В результате довольно сложного и спекулятивного умствования была выкована теория социалистического реализма, которой клялись и которой обязывали следовать. Кто не шел на это, тот был обречен на изоляцию, а порой и на уничтожение. Ревизии были подвергнуты музеи, и все «левое» искусство было убрано из залов, а многие его идеологи и приверженцы лишены занимаемых постов. Так, А.А. Федоров-Давыдов, который на публичном заседании в Третьяковской галерее, где занимал пост зам. директора, в 1930-м сказал, что «художнику все равно, на кого тачать сапоги, для Сталина или для Гитлера», был лишен работы и готовился к ссылке. Одновременно были разгромлены «вульгарные социологи», неправильно читающие Маркса, и РАППовские объединения. Буржуазия в стране была подавлена, и все «буржуазное» нужно было, не теряя классового чутья, искать теперь на Западе. Мысли о кризисе искусства, модные в кругах русских философов начала века, были теперь, без упоминания имен, исправлены: был кризис «их» искусства и расцвет «нового». Тем более что все недовольные говорили о желании вернуться к традициям и классике, а это им и было дано, более того — в форме государственного приказа.
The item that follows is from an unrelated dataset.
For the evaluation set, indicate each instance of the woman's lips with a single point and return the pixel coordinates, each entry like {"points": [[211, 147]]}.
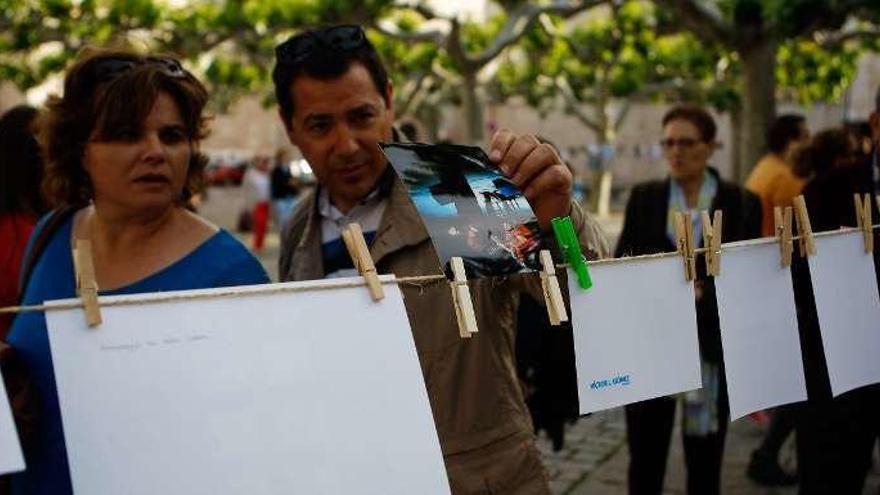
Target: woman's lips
{"points": [[153, 179]]}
Чтобы легче было отслеживать судьбу искусства, 23 апреля 1932 года было принято постановление ЦК ВКП(б) «О перестройке литературно-художественных организаций», согласно которому все бывшие группировки распускались и им было предложено создать единые союзы; так и произошло, а агония этих союзов, переживших расцвет в 1930—1960-е годы, еще наблюдается в наши дни. Часть художников отказались от публичности (А. Тышлер, Р. Фальк, преследовали К. Малевича и П. Филонова), большинство перестроилось. Кроме того, надо учесть, что многие мастера старого искусства скончались (скажем, похороны К. Малевича в 1936 году явились демонстрацией ухода «последнего великого учителя»), а иные, как В. Кандинский, М. Шагал, Н. Габо, А. Пезнер, А. Экстер, если назвать наикрупнейшие имена, уехали в эмиграцию. О них было принято не вспоминать вообще, а критика «упаднического искусства» набирала силу постепенно. Особенно она усилилась в 1950—1960-е годы, когда конец власти соцреализма был особенно ясен, и такая «критика» приобрела информационный характер, являясь, по существу, знакомством с запрещенной идеологией. Достаточно сказать, что сборник «Модернизм» (1969, название книги было набрано на черном фоне) стал учебником для мастеров вызревающего андерграунда, примерно тем же, чем ныне является «Художественный журнал» для провинции.
Нет сомнения, что оставшиеся не могли сравниться с тем, что делалось «там», им пришлось заняться «своим делом». Началось плановое производство искусства, порой никому не нужного (характерно, что была разработана программа создания филиалов местных Союзов). Министерство культуры заняло после ЦК партии руководящее положение, потом, с 1934 года, Академия художеств СССР, а также с 1936 года — Государственный комитет по делам искусства. «Комбинаты» по живописи, графике и скульптуре распределяли заказы на создание «тематических работ»: «сказки» для детсадов, «натюрморты» для столовых, «пейзажи» для домов отдыха, «жанровые сцены» для клубов и т. п. «Лишние» работы ссылались в запасники, в провинциальные музеи, а то и просто по окончании финансового года сжигались или разбивались во дворах Союзов и комбинатов. Собственно, это было не искусство, а «производство искусства», такого же низкого качества, как фабричный ширпотреб, типа одеколона «Сирень», рукомойников, сандалий и прорезиненных плащей. Но так же, как ковалась броня танков и изобретались атомные бомбы, так и мастера соцреализма с гордыми званиями академиков и заслуженных мастеров создавали знаковые образы, украшавшие плакаты, книги, выставки народного достижения, улицы и площади.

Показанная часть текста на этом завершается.